Oh Brother: Eddie Wins It

The suspense-free proceedings on CBS' Big Brother wrapped up its 88-day run predictably enough in a live show Friday night

As expected, cancer survivor Eddie McGee was chosen by viewers — yes there really were some — of summer's reality TV dud.

For being the last to leave the Big Brother house, the New York native is taking home the top prize of $500,000.

McGee thought that Josh Souza would be the winner, but the sporty Colorado native instead ended up with second place and $100,000. Attorney Curtis Kin settled for third place and $50,000.

Fans, Fellow Contestants Favored Eddie Eddie, who at 21 was the youngest housemate, was the sympathetic favorite, both for having lost one leg to cancer and because he needed the money to help out his family. At show's end, he exited the house on crutches as a crowd chanted his name.

"I am awestruck. I did not expect to win," Eddie told host Julie Chen. "It's wild. My heart is pumping like you wouldn't believe. I have to remind myself to breathe," he answered. The blunt-talking contestant won with 59 percent of the viewers' vote.

Nearly all the banished Big Brother players, who were gathered for even more naval-gazing prior to the unveiling of the winner, predicted Eddie would be the last to leave the house.

"Big Boring" Durin the finale, outspoken banished brother No. 1, Will Mega summed up the series' lack of appeal by referring to it as "Big Boring."

Proving Mega right, on the show's final episode such mind-numbing statistics as the numbers of hours of tape shot (500,000) and the number of cans of dog food consumed by Big Brother's pug Chiquita (72) were revealed.

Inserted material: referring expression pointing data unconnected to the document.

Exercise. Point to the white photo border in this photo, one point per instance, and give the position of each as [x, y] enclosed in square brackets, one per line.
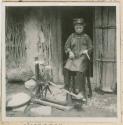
[59, 119]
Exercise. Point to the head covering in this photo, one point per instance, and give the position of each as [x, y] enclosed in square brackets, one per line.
[78, 21]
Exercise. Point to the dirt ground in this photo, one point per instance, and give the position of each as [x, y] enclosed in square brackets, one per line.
[98, 106]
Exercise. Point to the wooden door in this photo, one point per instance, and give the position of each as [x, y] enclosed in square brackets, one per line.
[105, 47]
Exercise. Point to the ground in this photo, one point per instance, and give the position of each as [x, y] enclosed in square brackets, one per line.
[98, 106]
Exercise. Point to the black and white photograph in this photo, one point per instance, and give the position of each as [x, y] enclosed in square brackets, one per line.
[61, 61]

A Second Big Brother? Undaunted, CBS is now taking submissions for a possible second installation of the show, no doubt hoping to tap the same success the concept enjoyed in other countries. And an unscripted show that doesn't need actors just might come in handy if strikes by actors and writers come to pass next year.

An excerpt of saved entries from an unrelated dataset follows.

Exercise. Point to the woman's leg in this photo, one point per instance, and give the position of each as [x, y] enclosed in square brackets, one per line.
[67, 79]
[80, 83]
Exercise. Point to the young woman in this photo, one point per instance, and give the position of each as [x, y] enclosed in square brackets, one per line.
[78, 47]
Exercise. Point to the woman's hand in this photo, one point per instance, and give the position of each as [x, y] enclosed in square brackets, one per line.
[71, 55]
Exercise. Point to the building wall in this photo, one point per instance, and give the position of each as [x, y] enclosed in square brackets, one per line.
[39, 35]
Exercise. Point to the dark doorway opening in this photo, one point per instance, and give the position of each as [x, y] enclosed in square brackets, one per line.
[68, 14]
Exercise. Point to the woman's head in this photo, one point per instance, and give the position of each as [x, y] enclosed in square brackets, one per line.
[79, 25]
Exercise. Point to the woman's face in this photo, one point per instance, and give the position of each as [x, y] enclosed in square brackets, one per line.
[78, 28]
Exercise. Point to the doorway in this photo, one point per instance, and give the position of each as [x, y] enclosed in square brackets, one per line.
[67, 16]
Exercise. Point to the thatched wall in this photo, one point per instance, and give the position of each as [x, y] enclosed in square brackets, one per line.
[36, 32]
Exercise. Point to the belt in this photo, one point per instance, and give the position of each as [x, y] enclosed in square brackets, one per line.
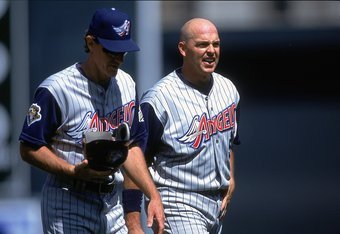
[82, 186]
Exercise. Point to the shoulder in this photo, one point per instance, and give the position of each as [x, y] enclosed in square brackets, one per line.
[160, 88]
[124, 76]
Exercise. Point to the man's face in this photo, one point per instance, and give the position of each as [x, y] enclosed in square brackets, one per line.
[202, 52]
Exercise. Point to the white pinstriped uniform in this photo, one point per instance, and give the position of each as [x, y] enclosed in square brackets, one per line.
[84, 105]
[192, 163]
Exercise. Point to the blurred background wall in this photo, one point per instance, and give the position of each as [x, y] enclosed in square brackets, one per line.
[282, 55]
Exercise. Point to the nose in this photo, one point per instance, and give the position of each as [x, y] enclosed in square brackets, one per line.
[210, 49]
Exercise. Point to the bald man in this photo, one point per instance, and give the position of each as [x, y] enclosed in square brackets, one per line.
[191, 116]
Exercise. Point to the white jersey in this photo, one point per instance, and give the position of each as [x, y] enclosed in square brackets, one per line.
[198, 132]
[65, 105]
[87, 105]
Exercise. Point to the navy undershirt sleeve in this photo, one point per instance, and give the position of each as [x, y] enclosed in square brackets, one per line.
[138, 130]
[155, 131]
[42, 120]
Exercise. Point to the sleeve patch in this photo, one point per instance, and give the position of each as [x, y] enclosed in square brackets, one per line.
[33, 114]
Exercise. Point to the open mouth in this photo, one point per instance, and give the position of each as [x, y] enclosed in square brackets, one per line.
[209, 60]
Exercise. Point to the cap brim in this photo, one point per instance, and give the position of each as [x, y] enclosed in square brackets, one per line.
[119, 45]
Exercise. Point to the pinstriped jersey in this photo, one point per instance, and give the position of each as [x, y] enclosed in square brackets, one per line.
[82, 104]
[197, 131]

The series was always a bigger hit online, where unedited feeds were often more interesting than both the live episodes and the edited TV segments. According to AOL, the site's webcast had the largest audience in Internet history.

"We're pleased with the ratings the show has delivered and we do see tremendous potential in the concept," CBS spokesman Chris Ender told the Associated Press. "But there's no official word regarding another edition."